As a client, I don't think I'd buy a porn picture from an artist that wasn't usually doing smut, the quality of the genitals they draw will probably be low.


----------



## Charrio (Apr 7, 2009)

Lol,  Guilty

I draw alot of things i wouldn't normally do for cash, i gotta eat and like Alcohol and Hair Cuts, Porn will always be a seller.


----------



## Sarakazi (Apr 7, 2009)

looooooool yes.


----------



## Panzermanathod (Apr 8, 2009)

Sure, I wouldn't mind a bit of recognition and knowing that people know and maybe become fans of a few of the few of the many characters I have made.

But I don't do yiff art.


----------



## Nightingalle (Apr 8, 2009)

I don't draw things I'm not comfortable with (almost every fetish >>) because I don't like it.  I can't even do it for commissions :\  I do draw pornographic art though, but only things I want to draw or things I'm comfortable with.  

(btw, hi Bluecougar :3  This is Killress, I wonder if you remember me..!)


----------



## HyenaIsSpider (Apr 8, 2009)

I've done a couple castration pics. 
... and right now I'm in the process of coloring a diaper pic for monies.
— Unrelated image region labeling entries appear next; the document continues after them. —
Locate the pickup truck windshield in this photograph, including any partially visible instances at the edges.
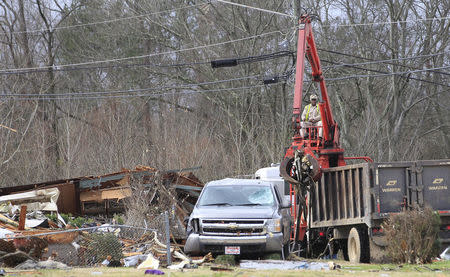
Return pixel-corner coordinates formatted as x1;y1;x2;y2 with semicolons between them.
198;185;275;206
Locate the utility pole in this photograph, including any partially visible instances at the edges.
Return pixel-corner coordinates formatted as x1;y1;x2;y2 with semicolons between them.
293;0;302;19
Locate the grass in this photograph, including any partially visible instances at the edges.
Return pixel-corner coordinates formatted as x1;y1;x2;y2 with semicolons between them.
1;261;450;277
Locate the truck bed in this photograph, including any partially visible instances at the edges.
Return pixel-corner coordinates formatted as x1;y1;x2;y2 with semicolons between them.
309;160;450;228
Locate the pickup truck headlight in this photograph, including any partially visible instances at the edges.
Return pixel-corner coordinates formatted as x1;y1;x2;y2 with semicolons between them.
266;219;281;233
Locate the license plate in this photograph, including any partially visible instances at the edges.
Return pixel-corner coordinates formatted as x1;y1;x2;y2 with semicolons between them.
225;246;241;255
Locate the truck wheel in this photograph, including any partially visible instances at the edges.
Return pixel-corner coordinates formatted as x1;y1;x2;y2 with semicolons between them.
347;227;370;263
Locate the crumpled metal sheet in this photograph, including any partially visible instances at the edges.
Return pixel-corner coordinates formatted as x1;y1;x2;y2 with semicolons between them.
240;260;330;270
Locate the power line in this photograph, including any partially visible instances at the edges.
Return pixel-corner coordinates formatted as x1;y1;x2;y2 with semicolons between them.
0;48;442;75
0;63;450;100
0;2;208;34
0;75;261;97
0;28;291;74
322;16;450;27
326;66;450;81
317;48;450;75
322;52;450;75
318;48;450;87
4;83;281;101
214;0;295;18
0;51;294;75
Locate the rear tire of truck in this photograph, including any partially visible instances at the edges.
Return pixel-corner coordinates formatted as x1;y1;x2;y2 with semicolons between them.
347;227;370;263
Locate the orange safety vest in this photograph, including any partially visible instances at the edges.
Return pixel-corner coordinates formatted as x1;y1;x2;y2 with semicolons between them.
305;104;319;121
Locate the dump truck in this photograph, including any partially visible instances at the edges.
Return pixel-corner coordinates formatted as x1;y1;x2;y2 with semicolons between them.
255;160;450;262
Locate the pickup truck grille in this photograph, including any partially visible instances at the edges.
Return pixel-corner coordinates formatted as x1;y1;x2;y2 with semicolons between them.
201;219;266;236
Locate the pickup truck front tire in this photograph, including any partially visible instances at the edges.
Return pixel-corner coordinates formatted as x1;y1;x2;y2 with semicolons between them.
347;227;370;263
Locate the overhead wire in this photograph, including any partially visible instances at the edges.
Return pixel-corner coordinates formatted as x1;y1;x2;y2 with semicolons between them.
318;48;450;87
3;83;281;101
0;49;444;75
0;62;450;100
0;51;293;75
0;1;209;34
321;16;450;27
326;66;450;81
212;0;295;18
0;75;261;97
0;28;292;74
317;48;450;75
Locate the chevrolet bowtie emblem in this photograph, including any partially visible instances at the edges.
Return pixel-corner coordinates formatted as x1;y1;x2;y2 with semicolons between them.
228;223;239;229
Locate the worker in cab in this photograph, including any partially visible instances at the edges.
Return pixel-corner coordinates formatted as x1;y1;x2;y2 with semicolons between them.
300;94;323;138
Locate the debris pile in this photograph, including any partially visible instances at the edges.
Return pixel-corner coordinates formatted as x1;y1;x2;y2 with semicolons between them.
0;164;206;269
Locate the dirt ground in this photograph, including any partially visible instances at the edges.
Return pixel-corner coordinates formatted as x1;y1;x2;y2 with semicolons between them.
1;260;450;277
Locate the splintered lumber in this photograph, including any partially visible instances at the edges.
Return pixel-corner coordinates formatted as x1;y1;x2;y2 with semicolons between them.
0;214;19;227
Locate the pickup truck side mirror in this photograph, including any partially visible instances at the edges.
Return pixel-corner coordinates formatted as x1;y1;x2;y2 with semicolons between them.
280;199;291;209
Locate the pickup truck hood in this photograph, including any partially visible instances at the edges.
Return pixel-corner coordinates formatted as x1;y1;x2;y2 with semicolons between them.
191;206;276;219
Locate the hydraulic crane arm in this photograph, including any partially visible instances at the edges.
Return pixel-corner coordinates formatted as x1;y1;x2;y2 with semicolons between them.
293;15;335;141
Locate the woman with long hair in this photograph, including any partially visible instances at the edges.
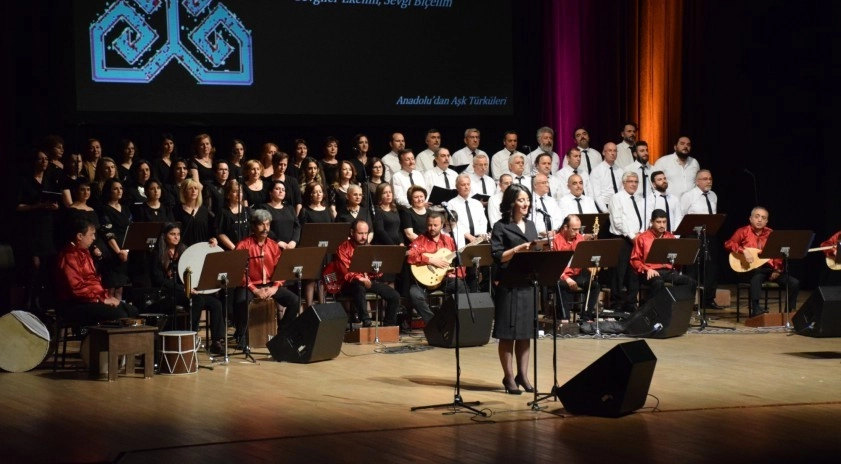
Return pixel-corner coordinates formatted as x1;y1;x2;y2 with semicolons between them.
491;184;538;395
150;223;226;354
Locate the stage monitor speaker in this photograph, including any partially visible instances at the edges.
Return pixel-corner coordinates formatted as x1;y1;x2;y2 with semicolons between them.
558;340;657;417
423;293;494;348
791;287;841;337
625;288;695;338
266;303;347;364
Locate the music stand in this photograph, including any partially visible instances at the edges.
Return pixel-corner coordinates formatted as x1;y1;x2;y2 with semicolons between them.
348;245;406;345
190;250;249;364
120;222;164;251
674;214;730;330
461;243;493;296
272;247;327;336
759;230;815;329
500;251;573;411
576;213;610;237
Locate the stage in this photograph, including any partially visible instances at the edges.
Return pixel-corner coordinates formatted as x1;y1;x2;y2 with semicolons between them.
0;292;841;463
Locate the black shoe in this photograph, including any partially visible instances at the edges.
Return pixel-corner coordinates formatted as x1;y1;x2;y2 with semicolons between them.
514;375;534;393
502;379;523;395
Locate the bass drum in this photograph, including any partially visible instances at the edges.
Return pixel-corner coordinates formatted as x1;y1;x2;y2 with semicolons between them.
178;242;224;295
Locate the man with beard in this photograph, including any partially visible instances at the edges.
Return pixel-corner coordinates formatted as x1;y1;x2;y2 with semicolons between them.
491;131;522;182
654;135;701;198
590;142;624;212
415;129;441;173
631;209;697;299
616;121;639;169
450;127;488;174
526;126;561;176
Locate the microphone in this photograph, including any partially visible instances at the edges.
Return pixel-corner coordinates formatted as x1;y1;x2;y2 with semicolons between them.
743;168;759;206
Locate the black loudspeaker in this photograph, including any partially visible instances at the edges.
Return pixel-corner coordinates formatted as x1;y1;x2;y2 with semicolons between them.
558;340;657;417
791;287;841;337
423;293;494;348
266;303;347;364
625;288;695;338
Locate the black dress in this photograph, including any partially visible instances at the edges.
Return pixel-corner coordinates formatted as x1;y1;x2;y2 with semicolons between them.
372;206;405;245
173;205;216;247
491;220;537;340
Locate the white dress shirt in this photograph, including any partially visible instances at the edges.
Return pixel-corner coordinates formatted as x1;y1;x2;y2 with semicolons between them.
680;187;718;216
654;153;701;198
447;196;488;248
608;189;648;240
523;148;561;176
585;163;625;211
424;166;458;190
391;169;424;208
558;193;599;219
415;148;435;173
613;141;634;169
450;147;490;174
381;151;406;182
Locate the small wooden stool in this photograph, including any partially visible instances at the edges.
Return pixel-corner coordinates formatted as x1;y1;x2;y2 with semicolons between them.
88;326;158;382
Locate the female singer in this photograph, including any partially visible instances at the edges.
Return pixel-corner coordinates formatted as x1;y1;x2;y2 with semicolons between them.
150;223;225;354
258;179;301;250
491;184;537;395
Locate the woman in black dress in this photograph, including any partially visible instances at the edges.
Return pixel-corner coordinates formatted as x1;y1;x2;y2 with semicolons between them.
99;179;131;300
491;184;538;395
258;180;301;250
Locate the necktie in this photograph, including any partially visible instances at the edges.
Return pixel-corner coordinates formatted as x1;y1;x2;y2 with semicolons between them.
660;194;672;232
464;200;476;237
704;192;713;214
630;195;642;231
575;148;593;174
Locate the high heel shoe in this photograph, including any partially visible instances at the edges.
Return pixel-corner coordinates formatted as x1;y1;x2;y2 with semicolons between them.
502;379;523;395
514;375;534;393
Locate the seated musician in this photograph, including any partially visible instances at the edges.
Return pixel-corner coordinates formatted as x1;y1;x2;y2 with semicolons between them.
56;219;139;325
336;219;400;327
724;206;800;317
407;211;466;322
631;209;698;298
553;214;601;320
234;209;301;342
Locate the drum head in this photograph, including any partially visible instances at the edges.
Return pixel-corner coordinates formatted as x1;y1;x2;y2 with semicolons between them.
178;242;224;295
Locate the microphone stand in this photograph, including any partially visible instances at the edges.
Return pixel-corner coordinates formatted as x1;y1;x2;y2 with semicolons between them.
411;205;482;417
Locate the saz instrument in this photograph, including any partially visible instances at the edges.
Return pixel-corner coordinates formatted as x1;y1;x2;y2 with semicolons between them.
412;234;488;289
730;246;841;272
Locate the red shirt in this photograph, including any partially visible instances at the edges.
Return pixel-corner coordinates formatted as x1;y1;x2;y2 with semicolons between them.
236;235;283;291
56;243;110;303
336;239;382;283
724;225;783;271
631;228;675;274
552;233;586;280
408;234;464;277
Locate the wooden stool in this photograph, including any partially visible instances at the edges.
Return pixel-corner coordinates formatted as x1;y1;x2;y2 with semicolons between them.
88;326;158;382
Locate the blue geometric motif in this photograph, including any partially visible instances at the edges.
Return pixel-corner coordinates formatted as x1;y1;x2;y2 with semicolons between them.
90;0;254;85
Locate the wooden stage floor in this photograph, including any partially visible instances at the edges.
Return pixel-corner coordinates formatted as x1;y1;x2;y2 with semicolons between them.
0;295;841;463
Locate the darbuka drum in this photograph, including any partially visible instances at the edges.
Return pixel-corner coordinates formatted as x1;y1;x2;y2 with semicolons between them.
0;311;50;372
248;298;278;348
178;242;224;295
158;330;199;375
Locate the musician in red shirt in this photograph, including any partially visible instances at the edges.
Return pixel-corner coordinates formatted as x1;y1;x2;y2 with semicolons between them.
336;219;400;327
56;220;139;325
407;211;467;322
631;208;697;298
724;206;800;317
552;214;601;320
234;209;301;343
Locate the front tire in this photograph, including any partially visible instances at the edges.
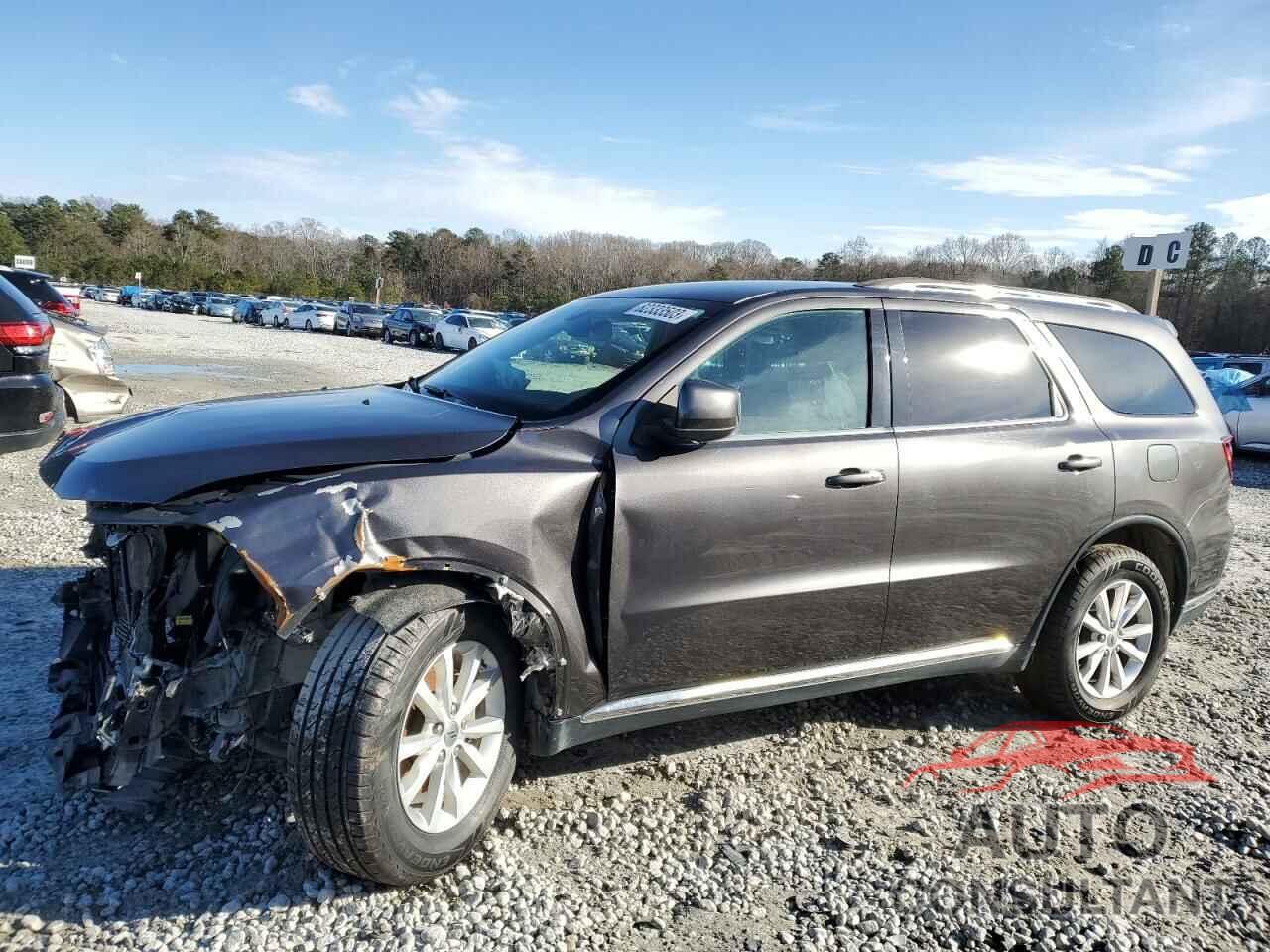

X3


----------



## DrZed (Apr 8, 2009)

As said in my userpage, i don't take commissions. Just out of principle. Art is art, you know. Yet i won't draw what i don't want to.


----------



## Salrith (Apr 8, 2009)

My art isn't good enough for selling anything, yet.
Eh, who am I kidding, my art isn't good enough for _viewing_ yet *grins*
But I'd draw anything, unless it would stop me sleeping at night or such... If it comes out bad, heck, it's not like it's a step down hehehe


----------



## Ratte (Apr 8, 2009)

No.

My art isn't good enough for porn, AND I'm not old enough to make it.


----------



## DarknessHaven (Apr 8, 2009)

Hehe, Well, I'm not that great but I enjoy drawing Yiff.

I don't draw what I don't like though the fact that i'm rather open minded and won't say no to almost any fetish except mabey a small pawful.

Plus I don't draw females... 

I have yet to get a commission so we'll see what I have to draw. X3


----------